Поэзия английского романтизма XIX века (Байрон, Блейк) - страница 17

На протяжении полутора веков, нас разделяющих, поэзия английского романтизма в оценке читателей и критики несколько раз пересматривалась. Перечитывались заново старые строки, проверялись факты биографий, перебирались даже и счета за стирку. Были периоды «падений», условных, провозглашаемых новоявленными диктаторами литературных мнений, у которых не только стихи, но даже наружность поэтов-романтиков, в особенности Байрона, вызывала озлобленные нападки[4]. В этом была своя последовательность, та самая, о которой когда еще сказал Пушкин в связи с утратой мемуаров Байрона: «Толпа жадно читает исповеди, записки, потому что в подлости своей радуется унижению высокого, слабостям всемогущего. При открытии всякой мерзости она в восхищении.
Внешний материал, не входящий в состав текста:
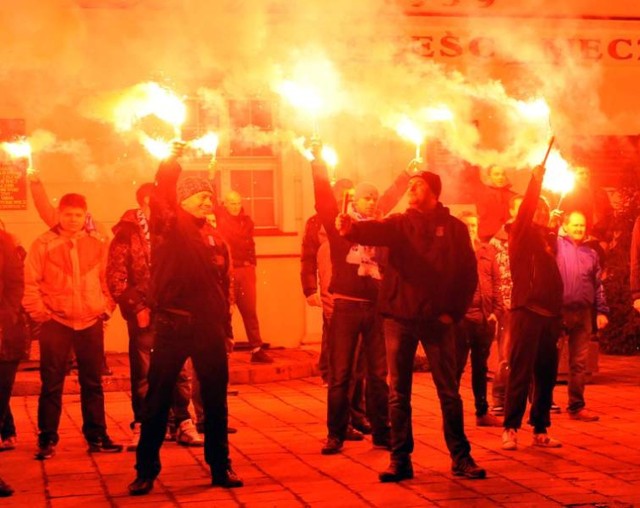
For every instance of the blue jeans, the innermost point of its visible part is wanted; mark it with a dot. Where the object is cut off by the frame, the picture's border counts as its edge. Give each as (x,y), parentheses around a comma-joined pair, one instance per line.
(475,338)
(7,378)
(350,321)
(439,344)
(578,326)
(56,341)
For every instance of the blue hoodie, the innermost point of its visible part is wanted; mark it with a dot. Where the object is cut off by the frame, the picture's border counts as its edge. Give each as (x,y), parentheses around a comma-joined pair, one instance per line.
(581,274)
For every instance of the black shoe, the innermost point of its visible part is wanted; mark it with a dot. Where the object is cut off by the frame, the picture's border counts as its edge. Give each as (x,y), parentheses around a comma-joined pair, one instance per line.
(140,486)
(353,434)
(362,425)
(332,446)
(468,468)
(227,479)
(104,445)
(45,451)
(396,472)
(382,442)
(5,489)
(261,356)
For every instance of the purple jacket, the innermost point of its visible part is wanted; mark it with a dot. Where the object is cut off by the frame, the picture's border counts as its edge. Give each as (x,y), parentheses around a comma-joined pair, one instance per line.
(581,275)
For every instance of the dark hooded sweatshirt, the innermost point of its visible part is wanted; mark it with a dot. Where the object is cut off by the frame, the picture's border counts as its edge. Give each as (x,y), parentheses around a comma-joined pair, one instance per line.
(537,284)
(190,262)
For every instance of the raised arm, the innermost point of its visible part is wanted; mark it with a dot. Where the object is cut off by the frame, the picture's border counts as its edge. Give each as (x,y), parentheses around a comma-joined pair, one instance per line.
(33,302)
(13,280)
(524,220)
(392,196)
(380,233)
(309,258)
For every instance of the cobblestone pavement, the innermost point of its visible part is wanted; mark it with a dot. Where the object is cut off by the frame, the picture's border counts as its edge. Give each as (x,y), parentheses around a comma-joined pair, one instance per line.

Он мал, как мы, он мерзок, как мы!» Пушкинский ответ на это ясен и вечно-верен: «Врете, подлецы: он мал и мерзок не так, как вы, — иначе». В пушкинском словаре «толпа» или «чернь», как известно, не в самом деле множество людское, не народ, — это те, кто мнит себя выше толпы и ради того, чтобы сколько-нибудь возвыситься, пытается подогнать великанов поэзии под свою мерку. Но великаны остаются великанами. Если был некогда в их строках истинный поэтический огонь, он сохраняет силу на века и горит все там же, на высотах поэзии.

Книга, которую открывает сейчас читатель, представляет лучшие образцы английской романтической лирики в прежних, классических, проверенных временем, и новых переводах.

ВИЛЬЯМ БЛЕЙК

ПОЭМЫ

КНИГА ТЭЛЬ

Перевод А. Сергеева

[5]

Девиз Тэли:

Кто лучше знает, Орел или Крот,
Что мир подземный таит?
Вместил ли Мудрость серебряный бич
И Любовь — золотой сосуд?
I
Все дщери Мнеты Серафима[6] пляшут и лучатся,
Все, кроме младшей: бледная, спешит растаять в тайне,
Увянуть утром и не ждать губительного дня;
Витает нежный плач ее над струями Адоны[7]
И тихо ниспадает в травы, как роса рассвета:
— Весна, зачем ты губишь, увядая, словно лотос,
Детей своих, рожденных для улыбок и объятий?
О, кто я? Тэль — как радуга, как перистое облачко,
Как отраженье в зеркале, как тень на водной глади,
Как греза детства, как улыбка на устах младенца,
Как жалобы голубки, как текучий день, как песня.
Ах, тихо бы улечься мне, и голову склонить,
И тихо смертным сном уснуть, и тихо слушать голос
Того, кто и в вечерний час не оставляет сад.
Фиалка из долины отвечала милой деве:
— Я чуть заметна и дышу среди смиренных трав;
Так водянист и слаб мой стебелек, что золотая
Страшится бабочка присесть на хрупкий мой цветок.